Usual Self or Higher Self
In a lecture given in 1913 called “Theosophy and Antisophy”, Steiner speaks about the natural opposition in our soul to the basic principles of Theosophy, which we now call Anthroposophy or Spiritual Science. He explains this as a natural response to ideas that seem to contradict our understanding of the physical world. This also explains the opposition to Anthroposophy.
While the English translation of this lecture is a bit clumsy, some of the expressions really spoke to me. One great expression “a higher self in the usual self” captures our life’s purpose. This higher self, “is equipped with higher senses that perceive a real spiritual world.” This suggests that until we can control our usual self and let it know that it is ok to let the higher self in, we will be opposed to Anthroposophical ideas.

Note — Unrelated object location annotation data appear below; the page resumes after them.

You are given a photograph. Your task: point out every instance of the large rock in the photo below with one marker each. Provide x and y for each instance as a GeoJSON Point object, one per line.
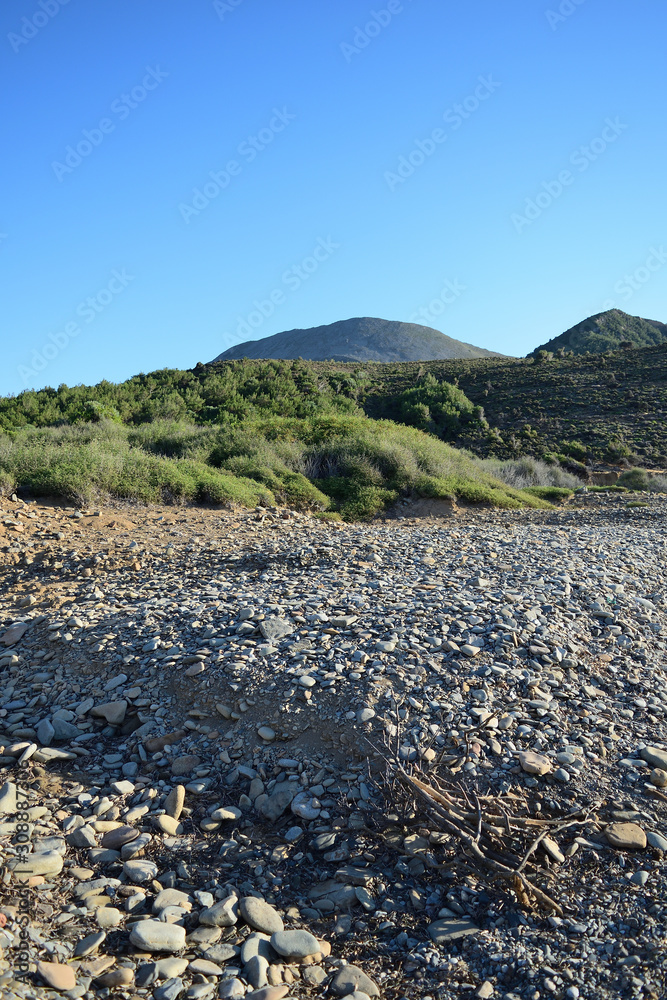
{"type": "Point", "coordinates": [222, 914]}
{"type": "Point", "coordinates": [351, 978]}
{"type": "Point", "coordinates": [279, 800]}
{"type": "Point", "coordinates": [295, 944]}
{"type": "Point", "coordinates": [154, 935]}
{"type": "Point", "coordinates": [112, 711]}
{"type": "Point", "coordinates": [655, 757]}
{"type": "Point", "coordinates": [8, 799]}
{"type": "Point", "coordinates": [274, 629]}
{"type": "Point", "coordinates": [48, 863]}
{"type": "Point", "coordinates": [58, 977]}
{"type": "Point", "coordinates": [534, 763]}
{"type": "Point", "coordinates": [450, 929]}
{"type": "Point", "coordinates": [626, 836]}
{"type": "Point", "coordinates": [260, 915]}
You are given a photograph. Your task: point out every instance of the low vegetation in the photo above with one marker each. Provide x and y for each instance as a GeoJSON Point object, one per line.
{"type": "Point", "coordinates": [341, 463]}
{"type": "Point", "coordinates": [607, 331]}
{"type": "Point", "coordinates": [344, 439]}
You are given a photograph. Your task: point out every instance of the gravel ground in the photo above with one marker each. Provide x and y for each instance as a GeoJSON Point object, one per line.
{"type": "Point", "coordinates": [206, 718]}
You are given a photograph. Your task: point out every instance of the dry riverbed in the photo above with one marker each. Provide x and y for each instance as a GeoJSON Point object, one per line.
{"type": "Point", "coordinates": [211, 723]}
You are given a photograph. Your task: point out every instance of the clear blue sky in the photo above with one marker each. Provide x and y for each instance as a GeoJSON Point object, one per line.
{"type": "Point", "coordinates": [314, 113]}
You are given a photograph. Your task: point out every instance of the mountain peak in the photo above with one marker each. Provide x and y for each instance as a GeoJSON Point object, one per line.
{"type": "Point", "coordinates": [606, 331]}
{"type": "Point", "coordinates": [360, 339]}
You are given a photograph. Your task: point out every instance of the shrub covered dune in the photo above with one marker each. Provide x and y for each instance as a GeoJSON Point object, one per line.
{"type": "Point", "coordinates": [248, 433]}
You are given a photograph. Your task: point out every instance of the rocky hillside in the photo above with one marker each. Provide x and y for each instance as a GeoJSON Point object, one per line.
{"type": "Point", "coordinates": [364, 339]}
{"type": "Point", "coordinates": [607, 332]}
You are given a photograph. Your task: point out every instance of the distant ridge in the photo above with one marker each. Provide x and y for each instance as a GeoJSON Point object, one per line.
{"type": "Point", "coordinates": [361, 339]}
{"type": "Point", "coordinates": [606, 331]}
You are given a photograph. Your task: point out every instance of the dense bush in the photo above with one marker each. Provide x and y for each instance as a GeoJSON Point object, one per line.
{"type": "Point", "coordinates": [343, 462]}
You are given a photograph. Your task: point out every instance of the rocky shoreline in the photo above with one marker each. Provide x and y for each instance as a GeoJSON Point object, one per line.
{"type": "Point", "coordinates": [202, 717]}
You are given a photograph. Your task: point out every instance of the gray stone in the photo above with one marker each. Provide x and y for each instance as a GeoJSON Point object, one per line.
{"type": "Point", "coordinates": [154, 935]}
{"type": "Point", "coordinates": [350, 978]}
{"type": "Point", "coordinates": [656, 841]}
{"type": "Point", "coordinates": [257, 944]}
{"type": "Point", "coordinates": [223, 914]}
{"type": "Point", "coordinates": [169, 990]}
{"type": "Point", "coordinates": [49, 863]}
{"type": "Point", "coordinates": [260, 915]}
{"type": "Point", "coordinates": [45, 732]}
{"type": "Point", "coordinates": [294, 944]}
{"type": "Point", "coordinates": [255, 971]}
{"type": "Point", "coordinates": [8, 799]}
{"type": "Point", "coordinates": [452, 929]}
{"type": "Point", "coordinates": [279, 801]}
{"type": "Point", "coordinates": [655, 757]}
{"type": "Point", "coordinates": [274, 629]}
{"type": "Point", "coordinates": [113, 712]}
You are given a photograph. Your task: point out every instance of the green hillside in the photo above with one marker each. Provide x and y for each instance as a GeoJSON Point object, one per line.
{"type": "Point", "coordinates": [342, 438]}
{"type": "Point", "coordinates": [608, 331]}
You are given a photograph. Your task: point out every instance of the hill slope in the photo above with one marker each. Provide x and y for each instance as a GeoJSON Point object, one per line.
{"type": "Point", "coordinates": [606, 331]}
{"type": "Point", "coordinates": [362, 339]}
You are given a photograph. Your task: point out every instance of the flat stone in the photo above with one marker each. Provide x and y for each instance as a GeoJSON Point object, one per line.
{"type": "Point", "coordinates": [86, 946]}
{"type": "Point", "coordinates": [169, 825]}
{"type": "Point", "coordinates": [260, 915]}
{"type": "Point", "coordinates": [168, 968]}
{"type": "Point", "coordinates": [268, 993]}
{"type": "Point", "coordinates": [117, 977]}
{"type": "Point", "coordinates": [154, 935]}
{"type": "Point", "coordinates": [231, 989]}
{"type": "Point", "coordinates": [226, 814]}
{"type": "Point", "coordinates": [350, 978]}
{"type": "Point", "coordinates": [8, 799]}
{"type": "Point", "coordinates": [655, 757]}
{"type": "Point", "coordinates": [257, 944]}
{"type": "Point", "coordinates": [49, 863]}
{"type": "Point", "coordinates": [222, 914]}
{"type": "Point", "coordinates": [171, 897]}
{"type": "Point", "coordinates": [656, 841]}
{"type": "Point", "coordinates": [295, 944]}
{"type": "Point", "coordinates": [626, 836]}
{"type": "Point", "coordinates": [279, 801]}
{"type": "Point", "coordinates": [115, 839]}
{"type": "Point", "coordinates": [13, 634]}
{"type": "Point", "coordinates": [173, 805]}
{"type": "Point", "coordinates": [170, 990]}
{"type": "Point", "coordinates": [58, 977]}
{"type": "Point", "coordinates": [113, 712]}
{"type": "Point", "coordinates": [140, 871]}
{"type": "Point", "coordinates": [273, 629]}
{"type": "Point", "coordinates": [185, 764]}
{"type": "Point", "coordinates": [534, 763]}
{"type": "Point", "coordinates": [45, 732]}
{"type": "Point", "coordinates": [450, 929]}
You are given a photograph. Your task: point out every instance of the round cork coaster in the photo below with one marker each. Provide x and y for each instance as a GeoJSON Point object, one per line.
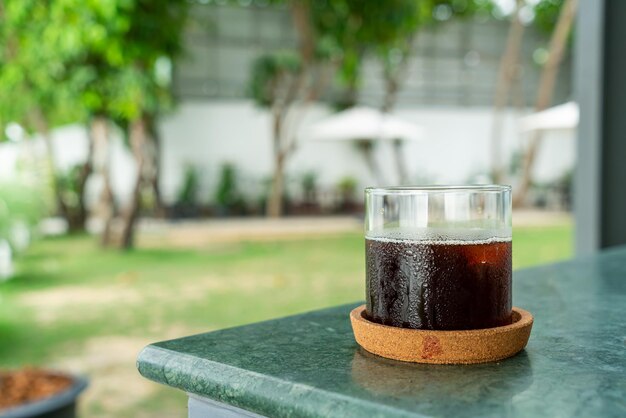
{"type": "Point", "coordinates": [442, 347]}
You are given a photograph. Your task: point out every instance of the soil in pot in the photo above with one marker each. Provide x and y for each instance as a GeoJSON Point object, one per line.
{"type": "Point", "coordinates": [27, 385]}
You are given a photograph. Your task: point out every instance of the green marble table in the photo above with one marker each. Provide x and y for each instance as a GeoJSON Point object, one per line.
{"type": "Point", "coordinates": [310, 366]}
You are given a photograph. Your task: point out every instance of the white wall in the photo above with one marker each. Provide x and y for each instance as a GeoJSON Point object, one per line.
{"type": "Point", "coordinates": [206, 134]}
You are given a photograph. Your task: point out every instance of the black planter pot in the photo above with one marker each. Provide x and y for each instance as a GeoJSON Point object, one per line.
{"type": "Point", "coordinates": [61, 405]}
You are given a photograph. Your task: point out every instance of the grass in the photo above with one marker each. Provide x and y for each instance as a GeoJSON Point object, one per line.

“… the human soul comes by such a development to an inner constitution, different from that of the everyday life, that its feeling and position in the world are different from that in the everyday life. Something is born as it were in the human soul by the development meant here that is like a higher self in the usual self that is equipped with higher senses that perceive a real spiritual world. The theosophical knowledge can only attained by developing the corresponding soul condition.”
He goes on to say that we will only take up the search if we experience the longing in our soul. This longing is for the “divine-spiritual primordial ground of existence.” It is a yearning for the spirit that sustains everything.
“The human being is not theosophically minded from the start; he is antisophically minded from the start. One must go into some knowledge of spiritual science if one wants to appreciate this apparently paradoxical dictum properly.”